After reading some very informed blog posts about the Google Books Ngram viewer, I’ll throw in my 2 cents too.
The question with visualizations is: what do they actually tell us, in what way are they helpful? They are well suited for providing an overview of large amounts of data and their functionalities will surely be enhanced in the future. However, we should always be aware of the imperfections arising from OCR or metadata glitches and of the limits of such a visualization.
By way of example, the Ngram viewer doesn’t account for changes in semantics of words (or for disambiguation, for that matter).
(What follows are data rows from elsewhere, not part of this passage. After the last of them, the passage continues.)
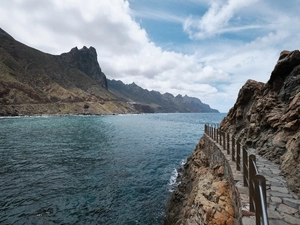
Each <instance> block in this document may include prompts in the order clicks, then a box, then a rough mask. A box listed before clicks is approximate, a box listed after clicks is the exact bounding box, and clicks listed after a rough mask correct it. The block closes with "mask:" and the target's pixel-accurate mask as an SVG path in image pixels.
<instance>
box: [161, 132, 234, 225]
mask: <svg viewBox="0 0 300 225" xmlns="http://www.w3.org/2000/svg"><path fill="white" fill-rule="evenodd" d="M208 149H210V147H209V146H208V145H207V143H205V138H201V139H200V141H199V144H198V145H197V147H196V149H195V151H194V153H193V154H192V155H191V156H190V157H189V158H188V160H187V163H186V164H185V166H184V174H183V177H182V180H181V183H180V185H179V186H178V189H177V190H175V191H174V192H173V194H172V197H171V199H170V204H169V206H168V210H167V217H166V220H165V224H166V225H184V224H189V225H196V224H203V225H224V224H225V225H226V224H227V225H233V224H236V221H237V220H236V217H237V216H238V215H236V214H237V213H236V211H235V207H234V204H233V200H232V199H234V197H233V191H232V188H231V187H230V184H229V181H228V179H226V176H225V174H227V172H228V171H227V170H226V167H224V164H223V163H222V161H218V160H217V161H214V160H213V159H212V158H211V155H207V154H208V152H209V150H208ZM211 150H212V151H213V152H216V151H214V150H213V149H211ZM216 158H218V157H216ZM229 170H230V169H229Z"/></svg>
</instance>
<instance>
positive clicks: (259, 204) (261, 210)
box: [254, 174, 269, 225]
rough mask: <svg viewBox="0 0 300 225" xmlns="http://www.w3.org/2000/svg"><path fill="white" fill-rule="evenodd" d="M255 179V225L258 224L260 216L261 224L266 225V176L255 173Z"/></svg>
mask: <svg viewBox="0 0 300 225" xmlns="http://www.w3.org/2000/svg"><path fill="white" fill-rule="evenodd" d="M254 180H255V190H256V195H255V216H256V225H260V218H262V221H263V224H264V225H268V224H269V222H268V215H267V210H266V209H267V198H266V178H265V177H264V176H262V175H260V174H256V175H255V177H254Z"/></svg>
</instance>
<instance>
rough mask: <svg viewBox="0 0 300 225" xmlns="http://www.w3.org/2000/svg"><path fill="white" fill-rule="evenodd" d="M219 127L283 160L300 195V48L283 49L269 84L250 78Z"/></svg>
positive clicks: (266, 155) (270, 76) (285, 175)
mask: <svg viewBox="0 0 300 225" xmlns="http://www.w3.org/2000/svg"><path fill="white" fill-rule="evenodd" d="M220 127H221V129H222V130H224V131H227V132H230V133H233V134H234V135H235V136H236V137H239V138H240V139H241V141H242V143H243V144H244V145H246V146H248V147H251V148H254V149H256V151H257V153H258V154H259V155H262V156H263V157H265V158H267V159H269V160H271V161H273V162H275V163H278V164H280V165H281V170H282V174H283V175H285V176H286V178H287V182H288V186H289V188H290V189H291V190H292V191H294V192H296V193H298V195H300V52H299V51H298V50H296V51H292V52H289V51H283V52H282V53H281V54H280V57H279V60H278V62H277V64H276V66H275V68H274V70H273V72H272V74H271V76H270V79H269V81H268V82H267V83H266V84H264V83H261V82H257V81H254V80H248V81H247V82H246V84H245V85H244V86H243V87H242V88H241V90H240V92H239V94H238V98H237V101H236V103H235V105H234V106H233V108H231V109H230V111H229V113H228V115H227V117H226V118H225V119H224V120H223V121H222V123H221V126H220Z"/></svg>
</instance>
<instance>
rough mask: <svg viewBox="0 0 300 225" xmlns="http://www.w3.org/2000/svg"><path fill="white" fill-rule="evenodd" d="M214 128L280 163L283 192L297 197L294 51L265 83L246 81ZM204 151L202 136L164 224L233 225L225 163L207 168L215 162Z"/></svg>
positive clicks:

Terms are likely to have different meanings at different points in time. Nor does it tell you more about the cultural context which may be crucial for understanding the distribution of highs and lows in the graph. Counting occurrences is not enough to reflect semantic drifts or contextual information.
All in all, here’s another example of “computers only process symbols” – it’s up to people to create meaning from the results. On the other hand, we wouldn’t be able to explore the abundance of data without such analytical tools.
Just a quick note to direct your attention to AustLit, a project I ran across in a post by Jim Weinheimer. You have to be a subscriber to access the full database but some examples can be explored here.
I was curious to know what the underlying structure was and what strategy of collocation they use for the FRBR views and found these two pages:
Data models and technology.
It turns out that AustLit draws on the topic maps “topic” and “association” constructs to model the relationships in FRBR. It’s interesting to actually see this in action.
While I am skeptical about the representation of ontologies and human semantics in computer systems, topic maps concepts seem to lend themselves very well to expressing bibliographic relations and collating bibliographic information.
The FRBR display is a choice librarians make in the hope of helping users navigate the bibliographic and resource universe – one example for more “elegant” ways of organization.
At this year’s Tools of Change for Publishing (TOC) Frankfurt, Jeff Jarvis spoke to and about the publishing trade, but he could also have spoken about libraries. His keynote was entitled “The end of the parenthesis” and is well worth watching:
We are emerging from 500 years of text-based culture and going through a transition like the one Gutenberg brought. What does this mean for media and our view of the world?
To me the following points are particularly noteworthy and transferrable to the library world:
- After Gutenberg’s invention, people didn’t know what to make of books, they were scared by them. The current situation is a bit like that – we still try to fit the old (print) into the new (digital environment), we haven’t yet fully arrived at and embraced the possibilites of the digital era. Nobody really knows where it is going to lead us, so invention and innovation is key.
- Content is everywhere – on Twitter, on blogs, in addition to the traditional content providers. Analyzing Twitter data allows you to make predictions through what people are talking about.
- Add value – with content everywhere (digitized/born digital, full-text searchable books online), this is no longer the unique selling point (neither for libraries nor for publishers, really). So the question becomes: what kind of value can we add to that content, how can we enhance it, what tools can we offer our users to better organize information, put it into context and glean knowledge?
- Give users “elegant organization” – libraries can play a role in helping users do what they did before, but better and in a more “elegant” way; what could that mean for the library catalog, for example?
- Beta – the beta status implies that something is imperfect and unfinished, which, according to Jarvis, is a “statement of humanity and humility”. Why not demonstrate that libraries are human and humble by for example releasing a catalog relaunch as beta and not as a finished product? It could allow users to take part in determining which way it will go, it’s an “invitation to collaboration”.
- One factor that stands in the way of leveraging the beta status in libraries is “Perfection as standard” – is it still useful to keep up this approach? Of course we want to provide reliable information, but can libraries come up with a new, less static “business model”? I think “perfection as standard” prevents us from doing experimental and innovative things.